For engineering stuff i want strong static analysis (type hints, pydantic, mypy), observability (logfire, structlog), and support (can i upload a package to my cloud package registry?).

For ML stuff, i want the libraries everyone else uses (pytorch, huggingface) because popularity brings a lot of development and documentation and obscure github issues the R clones lack.

Userbase matters. In R, hardly any users are doing any engineering; most R code only needs to run successfully one time. The ecosystem reflects that. The python-based ML world has the same problem, but the broader sea of python engineers helps counterbalance.

5. kgwgk ◴[] No.43658211[source]
The release notes say:

    (Actually already available since R 4.4.0.)
6. uptownfunk ◴[] No.43661370[source]
Everything I need can get done in python, so I don’t even need to deal with rust and cpp. Adding language interop between r and cpp is now just another thing on my plate, so just stick to Python and pay the cost of less elegant code for data manipulation which I am okay with because now I just need to read it and not write it.
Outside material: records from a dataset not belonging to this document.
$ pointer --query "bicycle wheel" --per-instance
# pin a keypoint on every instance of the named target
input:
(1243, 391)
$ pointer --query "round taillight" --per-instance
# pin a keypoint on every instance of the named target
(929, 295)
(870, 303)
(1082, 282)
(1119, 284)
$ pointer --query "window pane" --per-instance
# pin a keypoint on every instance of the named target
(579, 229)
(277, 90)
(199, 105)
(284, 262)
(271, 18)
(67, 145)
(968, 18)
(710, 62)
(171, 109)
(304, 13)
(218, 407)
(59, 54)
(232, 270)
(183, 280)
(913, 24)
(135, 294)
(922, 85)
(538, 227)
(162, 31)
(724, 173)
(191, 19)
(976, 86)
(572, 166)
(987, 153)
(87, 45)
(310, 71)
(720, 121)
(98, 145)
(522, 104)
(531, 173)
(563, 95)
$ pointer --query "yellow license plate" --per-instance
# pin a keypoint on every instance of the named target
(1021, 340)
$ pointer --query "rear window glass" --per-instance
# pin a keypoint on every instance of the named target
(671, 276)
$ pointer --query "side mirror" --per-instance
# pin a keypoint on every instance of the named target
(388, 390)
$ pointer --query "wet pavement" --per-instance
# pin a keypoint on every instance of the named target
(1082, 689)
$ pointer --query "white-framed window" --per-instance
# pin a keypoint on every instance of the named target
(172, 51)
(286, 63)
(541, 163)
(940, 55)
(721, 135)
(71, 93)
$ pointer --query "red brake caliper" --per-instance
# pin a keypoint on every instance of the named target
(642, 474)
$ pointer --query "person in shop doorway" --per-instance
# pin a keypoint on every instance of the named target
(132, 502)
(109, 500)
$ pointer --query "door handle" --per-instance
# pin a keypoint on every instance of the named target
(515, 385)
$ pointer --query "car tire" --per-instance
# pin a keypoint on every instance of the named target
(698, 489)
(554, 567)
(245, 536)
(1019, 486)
There’s a ton more python code out there so the LLM reliability in python code just makes my life easier. R was great and still is, but my world is now more than just data eng, model fitting, and viz. I have to deal with operationalizing and working with people who aren’t just data science and most org don’t have the luxury of having an easy production R system so I can get my python code over the line and trust a good engineer will be okay smeshing that into the production stack which is likely heavy Python. (Instead of saying oh we don’t work with R we do Python Java so it will take 3-5x longer).

Another sad truth is the cool ml kids all want to do pytorch deep ML training / post training / rlhf / ppo / gdpr gtfo so you are not real hardcore ml if you only do R. I know it’s stupid but the world is kind of like that.

You want to hire people who want to build their careers on the cool stack. I know it’s not all the cool talk the hackers here play with but for real world application I have a lot of other considerations.

7. uptownfunk ◴[] No.43661670[source]
On further reflection I think the sweet spot for R for me Has always been prototyping and exploration. Where you don’t exactly know what the logic needs to be, or how the data needs to be cut to get at what you want. So that rapid type of exploration R is really really good at. Closer to math for me than software engineering. And if I had a job where I could just do that all day I’d be pretty happy at this point in my life. and you can’t use a pivot table Google sheets or excel to get at the cut you want or the logic is too complex to do in Google sheets. So for that sweet spot, which is still a broad niche, R is excellent and shines.